With all the brouhaha surrounding the recent Synod on the Family, it may be tempting to think that Pope Francis’ only legacy will be one of deep questioning about coherence between our understanding of holy scripture and the practices of religious traditions in the church, especially with regards to the quality of mercy. But for me, this will be but a step in a journey that was prefigured by something that he said at a weekday morning Mass in April 2013: “Christians who are afraid to build bridges and prefer to build walls are Christians who are not sure of their faith, not sure of Jesus Christ.”
I remembered that statement when he praised the work of four Americans in his address to the U.S. Congress: Abraham Lincoln, Martin Luther King, Thomas Merton and Dorothy Day. It was an interesting set of choices, none of them officially declared saints by the church, yet praiseworthy in his eyes, bridge builders to be sure. One built a bridge of peace between two disparate parts of a nation torn by civil war, another built a bridge of justice between races separated by violence and fear, another built a bridge of understanding between world religions, and another built a bridge of compassion between the poor and the powerful.
Pope Francis’ concern for the poor is most strikingly evidenced by his name, chosen because Francis of Assisi “is the man of poverty, the man of peace, the man who loves and protects creation,” he told journalists gathered for a special audience in 2013. Like his namesake, he understood the art of communication and the rich symbolism of what he would say to 5,000 representatives of the world’s mass media: “How I would like a church that is poor and for the poor,” he mused.

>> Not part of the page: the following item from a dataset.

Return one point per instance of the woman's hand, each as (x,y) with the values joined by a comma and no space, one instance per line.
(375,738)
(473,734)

For me, his legacy will be the fact that Pope Francis built a bridge between the cry of the earth and the cry of the poor. Regardless of his success in changing the attitudes and behaviors of polluters around the world, he has made it much more difficult to not see at a single glance rain-forests, polar bears and vulnerable people, all threatened by the same policies and practices, whether callous or simply misinformed.
We treat people the way we treat the environment, argued Leonardo Boff (Cry of the Earth, Cry of the Poor, 1995), a fellow South American. Boff wrote extensively about cosmic Christology and the vision of Francis of Assisi. This book is replete with notions that are now amplified by Pope Francis (Laudato Si’, 2015.)
The pope’s address to congress was also interesting from another perceptive. In choosing to mention the names of Thomas Merton and Dorothy Day, he drew attention to bridges that are especially important in our own times. Merton, who confessed to be “in some secret way a son of St. Francis,” built a bridge between prayer and action, monasticism and activism (Franciscan Eremitism, 1966) (You may wish to check out Where the Grey Light Meets the Green Air: The Hermit as Pilgrim in the Franciscan Spirituality of Thomas Merton by Sean Edward Kinsella.)
Meanwhile, Day, born in the shadow of the Brooklyn Bridge, was motivated in her social action by a spirituality that had deep roots in the Franciscan teaching of her mentor Peter Maurin. She built a bridge between the people left destitute by the Depression and church authorities that regarded care of the poor as synonymous with Communism (ring a bell?), and another bridge between war and peace that she saw as not only an end but also the means by which to achieve it. A radical pacifist, she actively confronted state-sanctioned violence.
Finally, this being the month of November, the time in which we celebrate the lives of saints and commemorate our own loses, we are reminded of the final frontier of bridge-building, the passage from life to death, shores that are closer than we often imagine. This is the subject of one of the most hopeful verses in Francis of Assisi’s classic Canticle of Creation, of which “Laudato Si” are the opening words. Approaching the end of his own earthly life, he embraces death with sibling affection: “Be praised, my Lord, for our Sister Death, whom we must all face.”
Seeing death as a bridge, the reconciliation of what seems to the human mind to be irreconcilable, he joyfully and confidently ends his poem and his life with these words: ‘I praise and bless you, Lord, and I give thanks to you, and I will serve you in all humility.” These words should be our daily prayer as we stare at chasms and obstacles. No distance is too great; no wall too daunting for bridges that people of faith can and must build with humility.
Dr. King once said, “One of the great tragedies of life is that men seldom bridge the gulf between practice and profession, between doing and saying. A persistent schizophrenia leaves so many of us tragically divided against ourselves. On the one hand, we proudly profess certain sublime and noble principles, but on the other hand, we sadly practice the very antithesis of these principles. How often are our lives characterized by a high blood pressure of creeds and an anemia of deeds!”
So many bridges to build. So many reasons to doubt our capacity to build them. Yet Pope Francis reminds us that, with sureness in Jesus Christ, we can. I wish the reverend doctor could have met him. Maybe he did in that dream that he had.